DSIP (Delta sleep-inducing peptide) is a well-known neuromodulator and natural sleep-promoting nonapeptide with many other physiologic functions. It is typically found in the brain and easily passes the blood-brain barrier. It has been discovered and heavily studied for over 40 years.
It has been used for the treatment of poor sleep, pain conditions, stress-related symptoms, low testosterone (via stimulation of LH), and even sometimes as an antioxidant and anti-cancer protein. It exhibits a pronounced stress protective action and decreases stress-induced metabolic and functional disorders in human and animal organisms exposed to a variety of stresses.
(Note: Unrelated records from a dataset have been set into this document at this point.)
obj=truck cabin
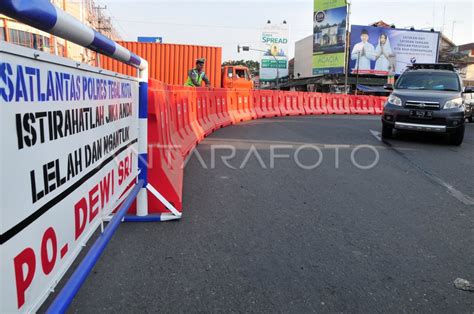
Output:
[222,66,253,89]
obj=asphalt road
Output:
[42,116,474,313]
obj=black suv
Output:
[382,63,473,145]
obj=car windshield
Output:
[395,71,460,91]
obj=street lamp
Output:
[237,45,280,90]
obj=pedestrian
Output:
[184,58,211,87]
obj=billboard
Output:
[137,36,163,44]
[260,24,290,82]
[313,0,347,75]
[349,25,439,75]
[0,41,138,313]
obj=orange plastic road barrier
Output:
[349,95,375,114]
[326,94,351,114]
[304,93,318,115]
[253,90,281,118]
[213,88,232,128]
[184,87,204,142]
[196,87,214,136]
[280,92,298,116]
[371,96,387,114]
[148,80,184,214]
[230,89,257,123]
[292,92,306,116]
[170,86,198,157]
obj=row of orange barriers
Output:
[137,80,385,213]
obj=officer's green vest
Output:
[184,69,205,87]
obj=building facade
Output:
[0,0,121,66]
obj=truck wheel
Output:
[449,127,464,146]
[382,123,393,138]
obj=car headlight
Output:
[443,97,464,109]
[387,94,402,107]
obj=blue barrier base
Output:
[123,214,181,222]
[46,180,143,314]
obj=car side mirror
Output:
[383,84,393,90]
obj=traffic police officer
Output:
[184,58,211,87]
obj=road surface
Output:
[42,116,474,313]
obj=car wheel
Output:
[449,127,464,146]
[382,123,393,138]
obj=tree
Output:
[222,60,260,76]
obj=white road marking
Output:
[369,130,382,142]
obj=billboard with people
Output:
[349,25,439,75]
[260,24,290,82]
[313,0,347,75]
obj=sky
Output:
[102,0,474,61]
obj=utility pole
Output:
[94,5,111,67]
[355,51,360,95]
[94,5,111,34]
[237,45,280,90]
[344,1,351,94]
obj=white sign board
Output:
[260,24,290,82]
[0,42,138,313]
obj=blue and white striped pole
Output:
[0,0,148,216]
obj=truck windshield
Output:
[395,71,460,92]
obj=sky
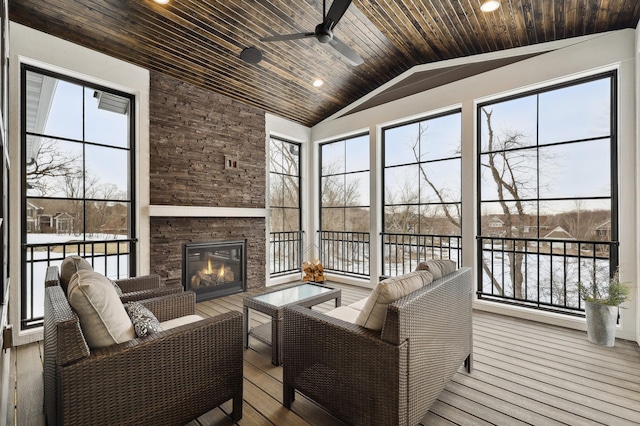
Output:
[36,75,129,196]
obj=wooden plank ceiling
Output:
[9,0,640,126]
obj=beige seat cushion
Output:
[60,256,93,293]
[67,269,136,349]
[325,305,360,324]
[416,259,457,280]
[349,297,369,311]
[355,271,433,330]
[160,314,204,330]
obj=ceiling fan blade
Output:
[324,0,351,28]
[259,32,316,41]
[328,36,364,67]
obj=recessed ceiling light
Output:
[480,0,500,12]
[240,47,262,64]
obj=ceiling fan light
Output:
[480,0,500,12]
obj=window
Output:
[21,65,135,328]
[477,73,617,314]
[382,111,462,275]
[320,134,370,276]
[269,137,302,275]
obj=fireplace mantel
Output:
[149,205,267,218]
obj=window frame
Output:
[20,63,138,329]
[474,69,619,316]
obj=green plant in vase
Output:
[578,268,631,347]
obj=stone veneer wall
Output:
[149,72,266,288]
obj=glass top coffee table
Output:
[242,283,341,365]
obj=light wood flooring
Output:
[7,284,640,426]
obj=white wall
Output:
[311,30,640,340]
[9,22,149,344]
[634,24,640,345]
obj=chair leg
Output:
[464,354,473,373]
[282,383,296,410]
[231,395,242,423]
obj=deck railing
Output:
[382,232,462,276]
[269,231,303,276]
[477,237,618,316]
[320,231,370,277]
[20,239,136,329]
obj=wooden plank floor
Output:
[7,284,640,426]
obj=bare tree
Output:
[26,137,82,195]
[411,123,460,229]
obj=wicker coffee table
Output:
[242,283,341,365]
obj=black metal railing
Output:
[381,232,462,276]
[319,231,370,277]
[20,239,136,329]
[477,237,618,316]
[269,231,304,276]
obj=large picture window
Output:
[477,73,617,313]
[382,111,462,276]
[320,134,370,276]
[269,137,302,275]
[21,65,135,328]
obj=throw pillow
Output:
[60,256,93,293]
[416,259,457,280]
[125,302,162,337]
[67,269,135,349]
[355,272,432,330]
[109,279,124,297]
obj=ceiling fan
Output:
[260,0,364,66]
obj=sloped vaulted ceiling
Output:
[9,0,640,126]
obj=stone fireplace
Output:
[182,240,246,302]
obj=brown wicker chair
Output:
[282,268,472,425]
[44,266,184,303]
[44,286,243,426]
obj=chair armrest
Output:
[134,291,196,322]
[282,306,407,424]
[60,312,243,425]
[114,274,160,294]
[44,266,60,287]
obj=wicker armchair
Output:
[44,266,184,303]
[44,286,243,426]
[282,268,472,425]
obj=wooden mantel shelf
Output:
[149,205,267,218]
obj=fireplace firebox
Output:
[182,241,246,302]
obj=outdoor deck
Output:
[7,284,640,426]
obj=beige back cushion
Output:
[416,259,457,280]
[60,256,93,293]
[355,271,433,330]
[67,269,136,349]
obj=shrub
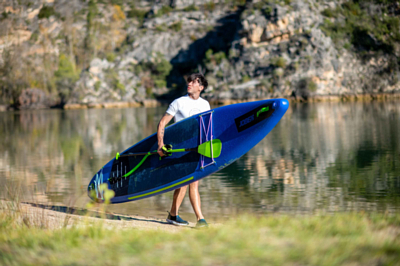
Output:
[54,54,79,103]
[274,57,286,68]
[38,5,56,19]
[126,6,147,24]
[183,5,199,12]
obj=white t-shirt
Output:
[167,95,211,122]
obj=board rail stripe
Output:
[128,176,194,200]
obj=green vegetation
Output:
[54,54,79,102]
[38,5,57,19]
[126,5,147,25]
[273,57,286,68]
[183,5,199,12]
[0,210,400,265]
[321,0,400,53]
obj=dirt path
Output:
[1,201,195,232]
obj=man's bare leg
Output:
[170,186,187,216]
[189,181,204,221]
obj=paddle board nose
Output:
[276,99,289,116]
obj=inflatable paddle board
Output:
[88,99,289,203]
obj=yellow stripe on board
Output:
[128,176,193,199]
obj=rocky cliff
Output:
[0,0,400,108]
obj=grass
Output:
[0,207,400,265]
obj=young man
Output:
[157,74,210,227]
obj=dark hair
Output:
[187,73,208,91]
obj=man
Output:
[157,74,210,227]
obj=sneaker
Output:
[167,213,189,226]
[196,219,208,228]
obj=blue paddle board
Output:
[88,99,289,203]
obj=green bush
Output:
[204,1,215,12]
[38,5,57,19]
[126,6,147,24]
[274,57,286,68]
[154,79,167,88]
[54,54,79,102]
[156,5,174,17]
[183,5,199,12]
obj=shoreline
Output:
[0,92,400,112]
[0,200,196,232]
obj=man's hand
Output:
[157,143,165,157]
[157,113,173,157]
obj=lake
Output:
[0,101,400,222]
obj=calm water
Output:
[0,102,400,222]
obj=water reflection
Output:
[0,102,400,221]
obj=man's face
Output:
[188,79,204,93]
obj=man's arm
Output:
[157,113,173,156]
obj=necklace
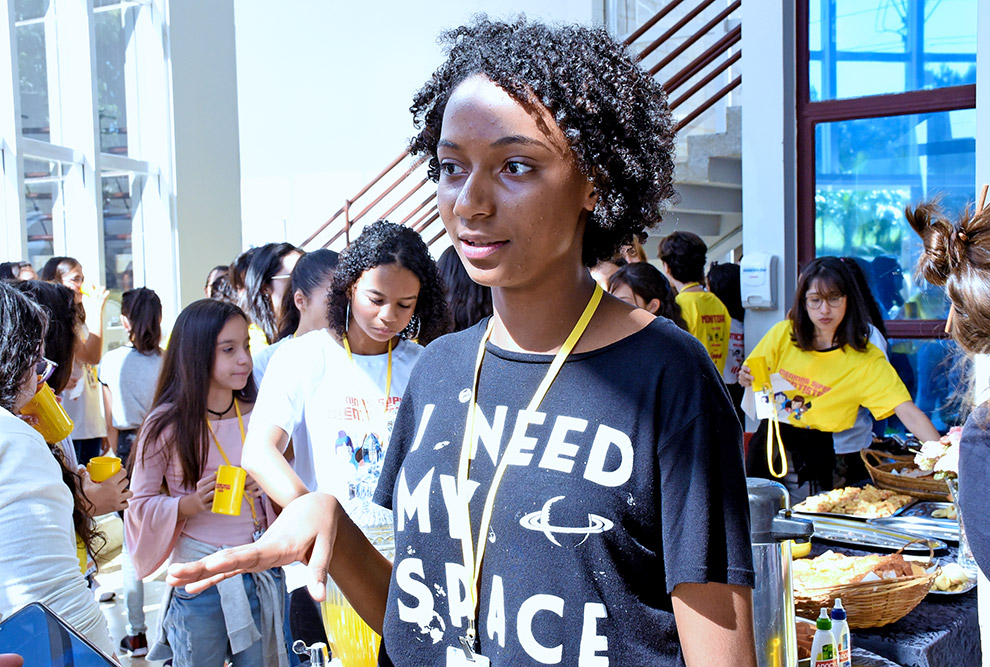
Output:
[206,392,236,419]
It has also been shown in research to improve hormone levels and physical performance.
Benefits of DSIP:
- Can restore disturbed sleep patterns
- Can promote LH and GH release
- Can reduce persistent/chronic pain
- Can modulate cortisol production
DSIP has been described as a sleep-promoting substance rather than a sedative. There is a modulating effect on sleep and wake functions with greater activity in circumstances where sleep is disturbed. There are essentially 5 stages of sleep, these can be broken down into 2 categories REM and NREM sleep. These translate to Random Eye Movement and Non-Random Eye movement sleep. The problem with many sleep aids is that they change the time or duration of these sleep cycles. The problem with this is these cycles are ALL associated with important physiological processes and anabolic hormone production. DSIP does not change these sleep stages. It increases the ability to go to sleep and offers a more restful sleep.
It is involved in neuroendocrine regulation and release of anterior pituitary hormones. In humans, DSIP influences the secretion of adrenocorticotropic hormone (ACTH), luteinizing hormone (LH) and growth hormone (GH). It also plays a role in the regulation of circadian rhythms. Administration of DSIP seems to improve the hormone production/regulation in these glands. For example, it increases LH and growth hormone production while decreasing somatostatin. This results in increased production of desirable hormones (LH, GH), and decreased the production of undesirable ones (cortisol and somatostatin).
Gimble JM, Ptitsyn AA, Goh BC, Hebert T, Yu G, Wu X, Zvonic S, Shi X-M and Floyd ZE (2009). “Delta sleep-inducing peptide and glucocorticoid-induced leucine zipper: potential links between circadian mechanisms and obesity?”. Obesity reviews 10: 46–51
Kovalzon VM (1994). “DSIP: a sleep peptide or unknown hypothalamic hormone?”. J. Evol. Biochem. Physiol. 30: 195–199.
Pollard BJ and Pomfrett CJD (2001). “Delta sleep-inducing peptide”. Eur. J. Anaesthesiol. 18: 419–422.
Steiger A and Holsboer F (1997). “Neuropeptides and human sleep”. Sleep 20: 1038–1052.